Reginald Smyth – he added the ‘e’ for artistic effect – was a cartoonist for the Daily Mirror, where he contributed to the paper’s Laughter Column, when he was asked by editor Hugh Cudlipp to create a northern character for the paper’s Manchester edition.
Helene remembers how he thought up Andy Capp during the seven-hour drive from Hartlepool to London.
She says: “A telegram arrived saying, ‘Get back to London quick and bring an idea for a cartoon’.
“He had to think about it on the A1. He kept pulling in to lay-bys and trying out different things. Several lay-bys later Andy was born.”
Reg once told a colleague that he was inspired by a man he saw at a Hartlepool football match who pocketed his flat cap when it started raining. “You don’t think I’m going to sit in the house all night wearing a wet cap?” he told him.
Others recognised Reg’s late shipwright father Richard in his creation – including his own mother, who was called Florrie and often wore a pinafore and head scarf. Reg never confirmed that, perhaps because in one early cartoon he depicted Andy as a wife-beater, something he later regretted.

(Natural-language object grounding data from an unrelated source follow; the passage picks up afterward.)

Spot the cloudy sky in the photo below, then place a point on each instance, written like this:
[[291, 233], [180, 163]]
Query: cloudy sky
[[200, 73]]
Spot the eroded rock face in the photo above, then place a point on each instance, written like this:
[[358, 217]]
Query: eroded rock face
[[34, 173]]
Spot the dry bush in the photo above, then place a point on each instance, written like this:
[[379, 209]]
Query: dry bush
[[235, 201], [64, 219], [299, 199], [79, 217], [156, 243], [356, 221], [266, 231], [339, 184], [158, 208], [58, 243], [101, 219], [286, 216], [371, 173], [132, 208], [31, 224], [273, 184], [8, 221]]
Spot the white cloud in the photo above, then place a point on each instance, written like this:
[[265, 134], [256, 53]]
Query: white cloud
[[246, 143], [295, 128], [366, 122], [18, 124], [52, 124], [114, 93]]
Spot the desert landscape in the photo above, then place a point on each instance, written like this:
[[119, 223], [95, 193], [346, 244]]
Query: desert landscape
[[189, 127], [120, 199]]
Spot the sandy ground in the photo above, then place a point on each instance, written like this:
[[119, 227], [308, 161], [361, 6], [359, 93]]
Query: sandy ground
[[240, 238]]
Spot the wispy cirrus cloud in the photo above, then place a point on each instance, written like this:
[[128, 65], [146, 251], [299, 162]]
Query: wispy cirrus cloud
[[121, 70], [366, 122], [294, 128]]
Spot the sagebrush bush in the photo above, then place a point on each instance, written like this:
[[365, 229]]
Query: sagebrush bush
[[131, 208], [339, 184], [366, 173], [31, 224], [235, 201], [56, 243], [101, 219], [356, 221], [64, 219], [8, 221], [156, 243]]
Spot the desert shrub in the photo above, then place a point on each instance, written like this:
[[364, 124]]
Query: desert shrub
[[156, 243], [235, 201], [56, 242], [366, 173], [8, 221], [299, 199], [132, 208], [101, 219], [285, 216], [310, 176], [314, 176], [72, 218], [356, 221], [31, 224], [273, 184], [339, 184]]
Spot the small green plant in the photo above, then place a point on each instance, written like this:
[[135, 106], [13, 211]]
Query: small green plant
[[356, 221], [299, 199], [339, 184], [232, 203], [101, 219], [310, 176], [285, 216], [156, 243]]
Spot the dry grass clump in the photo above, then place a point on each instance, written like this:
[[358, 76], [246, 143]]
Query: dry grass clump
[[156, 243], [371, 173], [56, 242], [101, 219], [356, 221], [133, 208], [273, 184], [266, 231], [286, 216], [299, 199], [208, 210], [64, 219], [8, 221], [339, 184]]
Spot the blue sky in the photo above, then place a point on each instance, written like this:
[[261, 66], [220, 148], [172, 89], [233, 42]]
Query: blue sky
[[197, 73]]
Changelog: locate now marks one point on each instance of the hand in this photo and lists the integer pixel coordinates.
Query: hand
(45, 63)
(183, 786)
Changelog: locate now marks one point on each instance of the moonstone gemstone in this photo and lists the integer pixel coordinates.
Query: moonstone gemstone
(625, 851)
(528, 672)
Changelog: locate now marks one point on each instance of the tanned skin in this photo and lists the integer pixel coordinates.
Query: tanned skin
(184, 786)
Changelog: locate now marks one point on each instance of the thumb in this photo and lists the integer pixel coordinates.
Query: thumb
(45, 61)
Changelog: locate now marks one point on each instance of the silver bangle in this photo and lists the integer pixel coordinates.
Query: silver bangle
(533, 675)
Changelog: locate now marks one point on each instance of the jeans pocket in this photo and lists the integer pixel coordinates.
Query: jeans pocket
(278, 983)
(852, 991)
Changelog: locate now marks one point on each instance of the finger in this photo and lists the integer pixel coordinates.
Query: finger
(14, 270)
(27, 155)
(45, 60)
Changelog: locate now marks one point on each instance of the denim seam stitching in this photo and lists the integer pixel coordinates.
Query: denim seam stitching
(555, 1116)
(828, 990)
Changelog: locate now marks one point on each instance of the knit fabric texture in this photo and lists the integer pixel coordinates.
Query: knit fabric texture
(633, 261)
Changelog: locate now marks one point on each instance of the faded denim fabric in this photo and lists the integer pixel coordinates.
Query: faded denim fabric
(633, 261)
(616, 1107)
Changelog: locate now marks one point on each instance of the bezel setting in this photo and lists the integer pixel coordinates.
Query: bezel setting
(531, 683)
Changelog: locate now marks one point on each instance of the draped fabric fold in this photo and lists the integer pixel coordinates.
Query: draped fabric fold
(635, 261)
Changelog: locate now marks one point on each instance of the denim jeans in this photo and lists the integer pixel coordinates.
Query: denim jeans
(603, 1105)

The strip was soon sold around the globe, with Andy’s adventures followed by 250 million fans in 52 countries. He became Tuffa Viktor in Sweden, Andy Cappello in Italy and Willi Wacker in Germany, where FC Nuremberg fans made him their mascot.

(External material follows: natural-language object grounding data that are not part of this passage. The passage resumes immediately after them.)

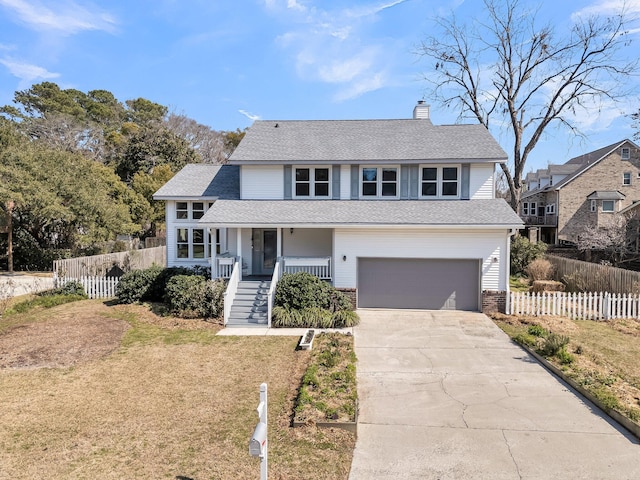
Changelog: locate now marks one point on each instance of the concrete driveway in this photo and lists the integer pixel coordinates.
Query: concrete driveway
(447, 395)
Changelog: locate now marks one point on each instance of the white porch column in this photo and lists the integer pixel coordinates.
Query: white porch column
(278, 242)
(239, 248)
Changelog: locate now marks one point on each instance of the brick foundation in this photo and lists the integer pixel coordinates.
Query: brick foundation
(351, 293)
(494, 301)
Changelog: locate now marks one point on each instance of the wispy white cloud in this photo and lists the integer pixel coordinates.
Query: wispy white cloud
(609, 7)
(250, 116)
(65, 17)
(335, 46)
(26, 72)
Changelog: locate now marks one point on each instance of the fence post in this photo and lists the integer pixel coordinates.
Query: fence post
(258, 444)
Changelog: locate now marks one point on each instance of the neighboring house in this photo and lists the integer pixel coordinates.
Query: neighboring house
(396, 213)
(562, 200)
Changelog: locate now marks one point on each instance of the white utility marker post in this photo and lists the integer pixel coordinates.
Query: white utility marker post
(258, 443)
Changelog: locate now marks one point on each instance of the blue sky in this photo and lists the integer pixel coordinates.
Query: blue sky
(225, 63)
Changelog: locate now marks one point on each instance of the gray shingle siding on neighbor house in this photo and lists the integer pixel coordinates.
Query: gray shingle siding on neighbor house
(202, 181)
(365, 141)
(366, 213)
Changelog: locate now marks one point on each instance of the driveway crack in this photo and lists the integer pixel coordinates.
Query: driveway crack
(506, 441)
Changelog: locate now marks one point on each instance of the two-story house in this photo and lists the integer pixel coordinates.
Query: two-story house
(588, 190)
(397, 213)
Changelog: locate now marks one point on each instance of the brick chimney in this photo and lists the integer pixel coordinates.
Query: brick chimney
(421, 110)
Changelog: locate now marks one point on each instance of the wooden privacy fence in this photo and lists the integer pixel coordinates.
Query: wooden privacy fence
(94, 287)
(588, 306)
(110, 264)
(593, 277)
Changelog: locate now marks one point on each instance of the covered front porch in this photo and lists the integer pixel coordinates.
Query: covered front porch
(258, 251)
(254, 259)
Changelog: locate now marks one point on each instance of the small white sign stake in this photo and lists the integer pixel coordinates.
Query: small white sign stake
(259, 443)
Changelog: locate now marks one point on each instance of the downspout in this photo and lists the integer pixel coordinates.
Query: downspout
(507, 306)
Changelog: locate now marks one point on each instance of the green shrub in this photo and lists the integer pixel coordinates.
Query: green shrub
(553, 344)
(136, 285)
(156, 291)
(345, 318)
(192, 296)
(523, 252)
(564, 357)
(71, 287)
(525, 339)
(537, 331)
(296, 291)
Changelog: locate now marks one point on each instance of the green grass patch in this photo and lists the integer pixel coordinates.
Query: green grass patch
(328, 390)
(48, 301)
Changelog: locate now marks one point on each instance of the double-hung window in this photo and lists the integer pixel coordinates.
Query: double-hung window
(190, 210)
(197, 210)
(182, 210)
(198, 236)
(182, 243)
(379, 182)
(440, 182)
(312, 182)
(191, 243)
(608, 205)
(625, 153)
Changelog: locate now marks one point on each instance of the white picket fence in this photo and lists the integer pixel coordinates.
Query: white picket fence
(590, 306)
(94, 287)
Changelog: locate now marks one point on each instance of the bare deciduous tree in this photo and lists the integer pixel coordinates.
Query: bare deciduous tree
(208, 143)
(618, 239)
(507, 70)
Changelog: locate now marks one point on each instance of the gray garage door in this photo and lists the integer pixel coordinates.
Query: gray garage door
(432, 284)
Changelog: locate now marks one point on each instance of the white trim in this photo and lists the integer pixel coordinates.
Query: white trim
(312, 182)
(613, 209)
(625, 153)
(379, 182)
(439, 181)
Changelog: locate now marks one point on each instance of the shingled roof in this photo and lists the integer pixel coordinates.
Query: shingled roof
(363, 213)
(201, 180)
(364, 141)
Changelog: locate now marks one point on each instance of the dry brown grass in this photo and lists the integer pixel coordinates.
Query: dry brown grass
(173, 401)
(606, 354)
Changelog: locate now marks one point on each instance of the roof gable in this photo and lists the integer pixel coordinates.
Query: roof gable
(201, 180)
(362, 141)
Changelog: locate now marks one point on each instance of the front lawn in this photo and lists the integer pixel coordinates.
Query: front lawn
(602, 357)
(171, 400)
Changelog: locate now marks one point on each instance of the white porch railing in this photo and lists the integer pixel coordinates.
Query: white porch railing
(277, 273)
(318, 266)
(223, 266)
(590, 306)
(232, 288)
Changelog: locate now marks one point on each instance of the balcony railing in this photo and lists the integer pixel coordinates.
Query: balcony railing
(318, 266)
(541, 220)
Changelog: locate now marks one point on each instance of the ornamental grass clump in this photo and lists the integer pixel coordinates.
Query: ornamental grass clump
(303, 300)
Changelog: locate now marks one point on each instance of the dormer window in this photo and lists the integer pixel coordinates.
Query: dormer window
(379, 182)
(312, 182)
(440, 182)
(625, 153)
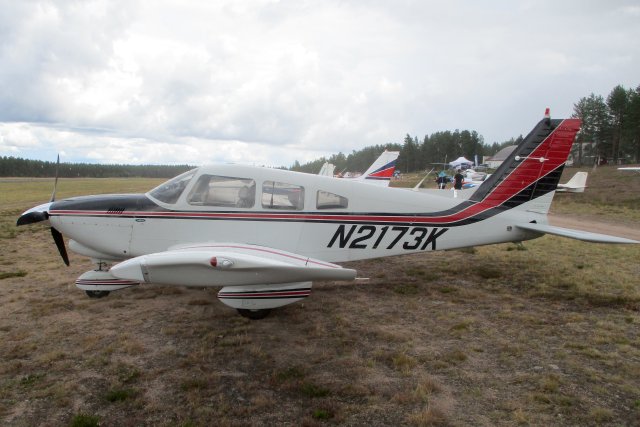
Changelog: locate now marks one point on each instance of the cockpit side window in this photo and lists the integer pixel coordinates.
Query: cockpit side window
(224, 191)
(170, 191)
(280, 195)
(326, 200)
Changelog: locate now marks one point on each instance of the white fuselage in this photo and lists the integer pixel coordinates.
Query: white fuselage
(375, 222)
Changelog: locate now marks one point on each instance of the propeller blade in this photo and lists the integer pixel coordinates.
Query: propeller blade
(55, 183)
(57, 237)
(35, 214)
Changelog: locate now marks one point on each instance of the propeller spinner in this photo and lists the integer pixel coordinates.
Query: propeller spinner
(41, 213)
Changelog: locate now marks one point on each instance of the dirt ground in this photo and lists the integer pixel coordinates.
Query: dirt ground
(547, 333)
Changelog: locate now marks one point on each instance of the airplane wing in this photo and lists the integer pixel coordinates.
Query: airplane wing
(227, 264)
(576, 184)
(574, 234)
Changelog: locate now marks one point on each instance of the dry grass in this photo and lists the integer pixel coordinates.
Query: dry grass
(495, 336)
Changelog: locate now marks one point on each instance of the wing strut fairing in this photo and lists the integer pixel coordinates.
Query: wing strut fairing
(223, 264)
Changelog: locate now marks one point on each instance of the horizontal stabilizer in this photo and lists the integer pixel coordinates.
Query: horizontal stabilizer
(574, 234)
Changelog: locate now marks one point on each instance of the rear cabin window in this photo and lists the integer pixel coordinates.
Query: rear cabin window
(326, 200)
(224, 191)
(280, 195)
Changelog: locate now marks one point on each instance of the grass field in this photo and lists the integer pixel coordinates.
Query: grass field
(542, 334)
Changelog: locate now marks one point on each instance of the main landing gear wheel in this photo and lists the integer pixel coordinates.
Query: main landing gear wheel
(97, 294)
(254, 314)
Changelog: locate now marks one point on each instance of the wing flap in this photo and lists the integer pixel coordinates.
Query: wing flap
(227, 264)
(574, 234)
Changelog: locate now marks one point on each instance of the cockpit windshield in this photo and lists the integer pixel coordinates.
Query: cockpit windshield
(170, 191)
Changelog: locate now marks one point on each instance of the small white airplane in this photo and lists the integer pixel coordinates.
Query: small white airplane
(263, 235)
(630, 168)
(576, 184)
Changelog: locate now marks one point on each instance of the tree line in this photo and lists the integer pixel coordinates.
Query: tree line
(415, 155)
(14, 166)
(610, 127)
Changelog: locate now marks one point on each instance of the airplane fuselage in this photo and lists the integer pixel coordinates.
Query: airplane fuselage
(117, 227)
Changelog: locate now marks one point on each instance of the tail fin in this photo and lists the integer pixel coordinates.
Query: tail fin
(533, 169)
(381, 171)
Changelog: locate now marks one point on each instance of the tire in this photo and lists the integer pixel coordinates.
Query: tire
(97, 294)
(254, 314)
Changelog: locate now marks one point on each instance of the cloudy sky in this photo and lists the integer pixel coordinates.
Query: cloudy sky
(269, 82)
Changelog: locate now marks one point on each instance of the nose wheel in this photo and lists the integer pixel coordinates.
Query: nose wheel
(97, 294)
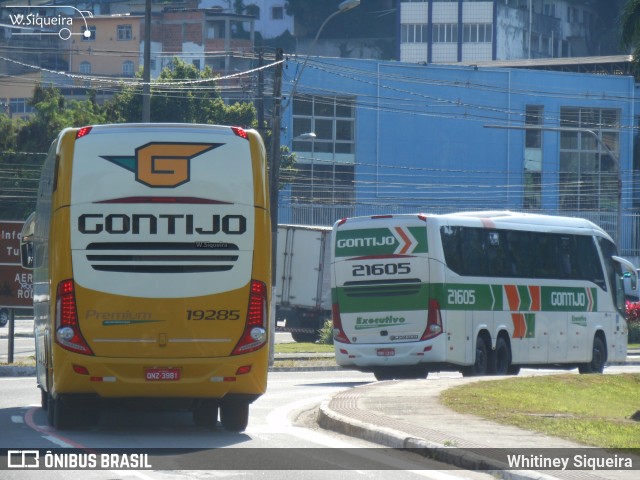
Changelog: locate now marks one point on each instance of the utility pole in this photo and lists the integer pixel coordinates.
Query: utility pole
(274, 182)
(260, 100)
(146, 71)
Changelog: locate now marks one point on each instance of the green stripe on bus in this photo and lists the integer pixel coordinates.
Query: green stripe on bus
(462, 296)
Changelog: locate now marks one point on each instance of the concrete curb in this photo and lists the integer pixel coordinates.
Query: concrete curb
(330, 419)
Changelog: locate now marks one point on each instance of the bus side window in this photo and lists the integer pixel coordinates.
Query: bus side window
(613, 270)
(473, 252)
(566, 257)
(587, 261)
(497, 254)
(545, 264)
(451, 247)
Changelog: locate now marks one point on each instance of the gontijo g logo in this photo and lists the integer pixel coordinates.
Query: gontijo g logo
(162, 164)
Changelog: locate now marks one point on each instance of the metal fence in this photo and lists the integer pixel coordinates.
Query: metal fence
(327, 215)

A 1960s editorial in Istanbul’s Hareket Gazetesi newspaper claimed “Andy is as much Turkish as he is English. And he is probably Greek, Italian and Polish too.”
He also inspired merchandise including a 1973 book using Andy’s exploits to interpret the Bible. When Andy gave up smoking – the same time as Reg – the NHS used it in a campaign.
Helene says Reg, who married Vera in 1948 and never had children, didn’t like the idea that another cartoonist might inherit the strip after he was gone.
She says: “He was not a confrontational man, so his way of fighting it was by drawing more.”
Vera died in 1997. Reg married Jean Marie in 1998, but died later the same year after a battle with lung cancer.
Helene says he only stopped drawing a few days before he died.
“By the time he died that stockpile had gone from hundreds to a few thousands. He wanted Andy to live on.
“In the end it was just Reg and Andy.”